Sobre o pedido de inserção de representantes da sociedade civil nos debates de governo e elaboração de políticas públicas em curso, o comandante da Cepe entende que é bem-vindo e pode ocorrer no âmbito do Comitê Integrado de Segurança Escolar criado no mês passado, sob coordenação da Segurança de Estado de Segurança Pública e Defesa Civil (Sesp).
“O comitê está em fase de estruturação, foram feitas três ou quatro reuniões e está sendo avaliada que projetos podem entrar num planejamento macro. Não há complicador para a presença da sociedade civil nele, isso pode acontecer em alguns momentos, convidada a conhecer os programas e também ajudar a pensar essas ações”, comentou.
Sinais comuns
Na Assembleia, o comandante afirmou que a Cepe tem intensificado a atenção a sinais. “Não encaramos nem uma frase em banheiro como uma brincadeira ou um trote.

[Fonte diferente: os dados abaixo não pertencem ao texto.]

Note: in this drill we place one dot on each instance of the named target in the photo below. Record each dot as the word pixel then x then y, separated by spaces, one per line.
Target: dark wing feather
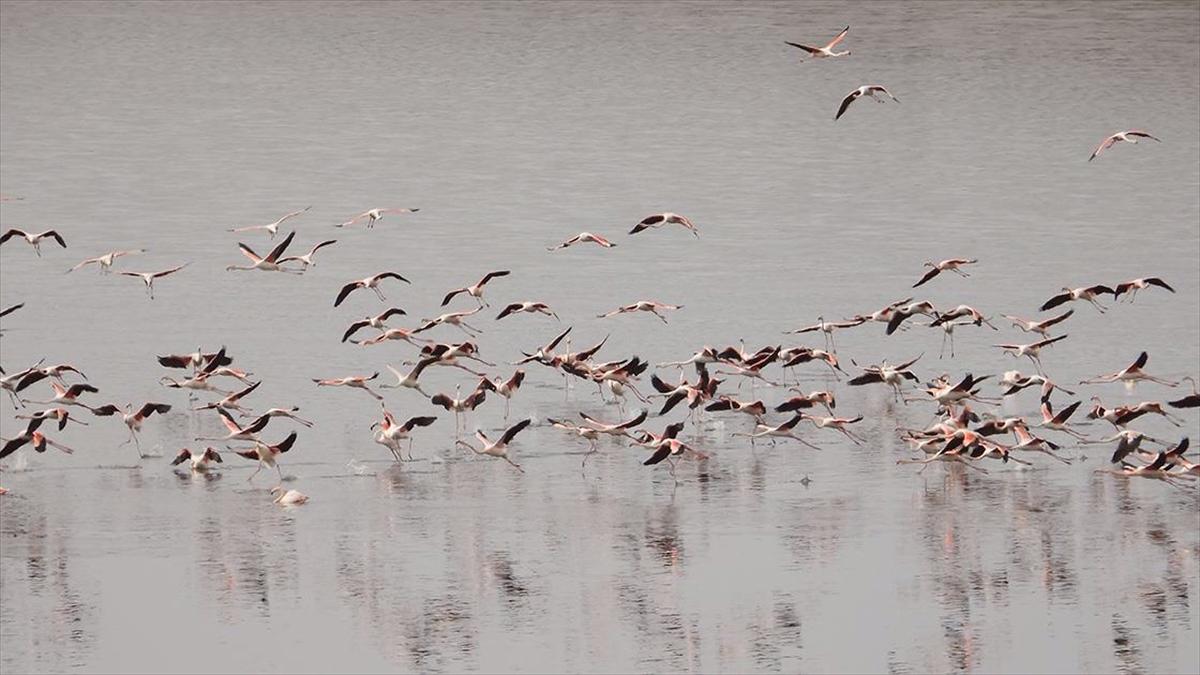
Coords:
pixel 514 430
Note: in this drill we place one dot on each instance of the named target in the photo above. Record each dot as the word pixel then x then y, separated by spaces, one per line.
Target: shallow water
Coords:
pixel 514 126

Nenhum desses eventos nós encaramos como uma simples brincadeira, todos nós levamos à máxima seriedade na apuração. Infelizmente alguns ainda não são possíveis de identificar a autoria. (…) No segundo dia de aula, no dia 2 de fevereiro (2023), nós tivemos um evento marcante em uma escola, na identificação de um aluno com reais intenções de promover um evento desse porte”, disse.
Desde o último ataque realizado em uma escola de São Paulo, há duas semanas, a Cepe já identificou três reais ameaças em instituições de ensino capixabas. “Eu não estou falando para causar pânico ou temor, pelo contrário, é para nós refletirmos que o problema está posto e nós precisamos discutir cada vez mais, para chegarmos a medidas mais protetivas, garantir pelo menos a proteção”, ressaltou.
Alguns sinais de futuras agressões são comuns em praticamente todos os casos, nos últimos 25 anos, seja nos Estados Unidos ou no Brasil, salientou o Capitão Eliandro durante a reunião. “Todos os casos têm sinais aparentes antes de acontecer. Pelo menos oito vezes, no mínimo, o indivíduo que praticou o atentado deixou explícito de alguma forma que ia promover. Pelo menos uma pessoa sabia, isso são dados estatísticos de todos os eventos”, explicou.
Sobre as diversas medidas que sempre são apontadas para prevenir que novos ataques ocorram – portas giratórias com detectores de metal, alarmes e botão do pânico, câmeras com inteligência artificial –, ele explicou que nenhuma dessas ações, por si só, garante uma segurança efetiva aos estabelecimentos.
“Nada disso irá funcionar se a equipe que está dentro da escola não estiver devidamente capacitada para entender essas ferramentas. Não adianta eu ter um botão do pânico, por exemplo, que vai conceder celeridade ao acionamento, se a resposta desse acionamento não for tão célere quanto o botão. (…) De que adianta eu botar uma porta giratória ou detector de metal na entrada de um estabelecimento, se o que cerca aquele estabelecimento de ensino são muros baixos ou cercas?”, questionou.
A promotora de Justiça Moema Ferreira Giuberti, do Ministério Público Estadual (MPES), defendeu a tese de que é preciso compreender os processos e a forma como as relações pessoais se desenvolvem nos dias de hoje, antes de adotar medidas de prevenção nas escolas.
“É importante que a gente coloque as polícias, as forças de seguranças nas escolas, mas, acima de tudo, é necessário que nós entendamos o processo de violência nas escolas. E a gente vai conseguir entender esse processo, quando nós adotarmos um processo de audição para com esses menores e jovens. Numa sociedade em que nós vivemos hoje no ciberespaço, não podemos mais pensar de forma analógica, temos que pensar de forma tecnológica”, ponderou.